Im Mai 2010 demonstrierte das skandinavische Popduo Madcon (in Zusammenarbeit mit dem Eurovision Song Contest und dem norwegischen TV-Sender NRK), wie man mit Kreativität, Technologie und Musik unzählige Menschen dazu bringen kann, die trübe Rezessions-Stimmung wegzutanzen. Sie lieferten mit ihrer Single „Glow“ den Soundtrack für den Eurodance-Flashmob, der von Millionen Zuschauern in ganz Europa live verfolgt wurde. Schon vor einigen Jahren gelang den zwei Norwegern mit ihrer Hit-Single „Beggin“ der internationale Durchbruch, auch wenn es danach erst mal etwas ruhiger um Tshawe Baqwas und Yosef Wolde-Mariam wurde.
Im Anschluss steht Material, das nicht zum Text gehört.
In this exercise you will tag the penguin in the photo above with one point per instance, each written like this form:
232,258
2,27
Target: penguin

Ein kontinuierlich hohes Maß an kommerziellem Erfolg aufrecht zu erhalten, gehört in unseren wirtschaftlich unsicheren Zeiten aber auch zu den kniffligsten Aufgaben einer Band und nicht selten verlieren Musiker mit den Jahren ihren ursprünglichen Spirit. Nicht so Madcon – man bewahrte sich die Energie, konzentrierte sich immer wieder aufs Neue und ging so einen Weg, der die Zwei jetzt mit dem nagelneuen Studioalbum „Contraband“ aufwarten lässt. Und die Zeichen stehen nicht schlecht - mit „Glow“ konnte Madcon jedenfalls nahtlos an den großen Erfolg von „Beggin’“ anknüpfen. Fazit: Hitpotenzial!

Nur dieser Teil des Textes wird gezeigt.